OCC's data platform needs a semantic layer to simplify complex data, eliminate redundant definitions, create query-friendly datasets, and standardize column naming for downstream users developing quantitative analytics, dashboards, and internal risk applications. This role will also address strategic data challenges and evolve analytics platforms to meet evolving needs while adhering to security and IT standards.
Requirements
- Ability to write and optimize complex analytical (SELECT) SQL queries
- Ability to write and optimize python for custom data pipeline code (virtual environments, scripts vs. modules vs packages, functional programming, unit testing)
- Experience with a source code version control repository system, branch management, pull requests (preferably Git)
- Experience with data viz/prep tools (preferably Tableau and Alteryx)

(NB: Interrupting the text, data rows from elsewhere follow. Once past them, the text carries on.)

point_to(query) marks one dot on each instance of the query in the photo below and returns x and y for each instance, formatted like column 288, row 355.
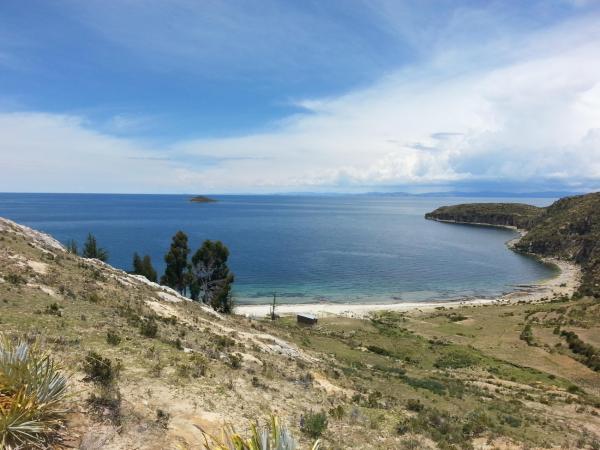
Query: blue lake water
column 305, row 248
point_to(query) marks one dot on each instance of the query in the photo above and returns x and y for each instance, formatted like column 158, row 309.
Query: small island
column 202, row 199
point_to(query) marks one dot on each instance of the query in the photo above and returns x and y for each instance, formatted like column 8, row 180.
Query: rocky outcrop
column 568, row 229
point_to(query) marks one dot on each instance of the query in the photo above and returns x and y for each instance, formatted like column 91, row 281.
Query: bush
column 235, row 360
column 273, row 436
column 456, row 359
column 15, row 279
column 104, row 374
column 100, row 370
column 337, row 412
column 32, row 392
column 379, row 350
column 414, row 405
column 53, row 310
column 162, row 418
column 113, row 338
column 527, row 335
column 314, row 424
column 149, row 328
column 591, row 355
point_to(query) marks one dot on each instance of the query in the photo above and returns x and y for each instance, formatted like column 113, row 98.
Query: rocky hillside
column 149, row 369
column 506, row 214
column 567, row 229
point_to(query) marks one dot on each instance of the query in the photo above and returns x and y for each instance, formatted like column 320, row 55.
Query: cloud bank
column 524, row 110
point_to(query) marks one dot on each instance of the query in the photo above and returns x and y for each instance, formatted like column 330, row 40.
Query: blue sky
column 319, row 96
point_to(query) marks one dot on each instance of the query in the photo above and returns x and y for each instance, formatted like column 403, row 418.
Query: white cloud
column 533, row 116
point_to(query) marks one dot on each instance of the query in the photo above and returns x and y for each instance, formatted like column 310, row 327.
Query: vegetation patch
column 32, row 394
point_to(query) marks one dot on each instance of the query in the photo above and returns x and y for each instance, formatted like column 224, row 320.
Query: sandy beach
column 564, row 283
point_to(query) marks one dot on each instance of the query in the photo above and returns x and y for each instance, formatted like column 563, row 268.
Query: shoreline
column 565, row 282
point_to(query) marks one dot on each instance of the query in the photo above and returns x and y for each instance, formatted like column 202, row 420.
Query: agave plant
column 273, row 436
column 32, row 391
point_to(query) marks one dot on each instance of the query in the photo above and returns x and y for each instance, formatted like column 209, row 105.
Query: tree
column 91, row 249
column 72, row 247
column 143, row 266
column 176, row 272
column 149, row 271
column 212, row 275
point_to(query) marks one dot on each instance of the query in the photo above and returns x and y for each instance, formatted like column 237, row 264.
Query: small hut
column 306, row 319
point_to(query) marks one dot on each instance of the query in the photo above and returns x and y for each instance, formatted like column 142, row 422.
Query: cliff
column 568, row 229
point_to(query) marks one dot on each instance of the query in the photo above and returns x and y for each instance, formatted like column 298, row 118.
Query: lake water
column 305, row 248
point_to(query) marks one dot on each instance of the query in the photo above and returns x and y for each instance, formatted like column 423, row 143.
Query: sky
column 205, row 97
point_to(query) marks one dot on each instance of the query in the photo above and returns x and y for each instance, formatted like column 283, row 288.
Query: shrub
column 456, row 359
column 104, row 374
column 337, row 412
column 32, row 391
column 100, row 370
column 149, row 328
column 235, row 360
column 53, row 310
column 273, row 436
column 379, row 350
column 591, row 355
column 527, row 335
column 314, row 424
column 414, row 405
column 113, row 338
column 163, row 418
column 456, row 317
column 15, row 279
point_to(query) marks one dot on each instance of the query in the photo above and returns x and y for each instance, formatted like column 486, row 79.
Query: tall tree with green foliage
column 176, row 272
column 91, row 249
column 143, row 266
column 212, row 275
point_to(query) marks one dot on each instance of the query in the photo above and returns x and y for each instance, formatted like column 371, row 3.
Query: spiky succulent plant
column 32, row 391
column 273, row 436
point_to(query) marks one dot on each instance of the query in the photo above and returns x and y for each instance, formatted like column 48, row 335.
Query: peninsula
column 568, row 230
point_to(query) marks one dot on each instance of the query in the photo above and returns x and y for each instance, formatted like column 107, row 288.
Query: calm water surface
column 306, row 249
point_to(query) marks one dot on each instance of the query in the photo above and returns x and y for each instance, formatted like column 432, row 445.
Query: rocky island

- Experience with transformation/semantic layer frameworks, such as dbt
- Familiarity with services on at least one cloud computing platform, such as AWS or Azure, or a cloud data platform such as Databricks or Snowflake
- Familiarity with data modeling design concepts such as 3rd-normal form or denormalization modeling concepts such as star-schema
Responsibilities
- Support the design and implementation of cloud infrastructure for internal analytics zone in collaboration with OCC’s Data Platform team, data architects, DevOps, IT
- Assist in the build, test, and deploy semantic layer’s virtual and physical data models that simplify complex semi-structured data, eliminate multiple definitions of similar data, create query-friendly datasets, and standardize column naming for downstream users that are developing quantitative analytics, dashboards, and internal risk applications.
- Assist in maintaining performance and accuracy SLAs for semantic layer and other data products through observability practices, ensuring proactive detection of system failures and incident response
- Work with upstream data producers to understand how their systems work, how they generate data, and how that is subject to change over time to help manage schema drift
- Collaborate with Data Governance, Data Platform Team, and DBAs to design access controls to data platform that meet business and internal governance needs
- Create documentation and testing to ensure data lineage is traceable and semantic layer components are easily discoverable and useful to business users
- Support the implementation of ETL and data serving solutions for large datasets generated by our risk models that meet critical business user SLAs around latency and access patterns
Other
- Ability to collaborate with multiple partners (e.g. Business Users, Data and Solution Architects, Data Governance and IT teams -- Data Platform Team, Systems & Infrastructure, Security, DevOps, Networking) to craft solutions that align business goals with internal processes, security, and delivery standards in mind.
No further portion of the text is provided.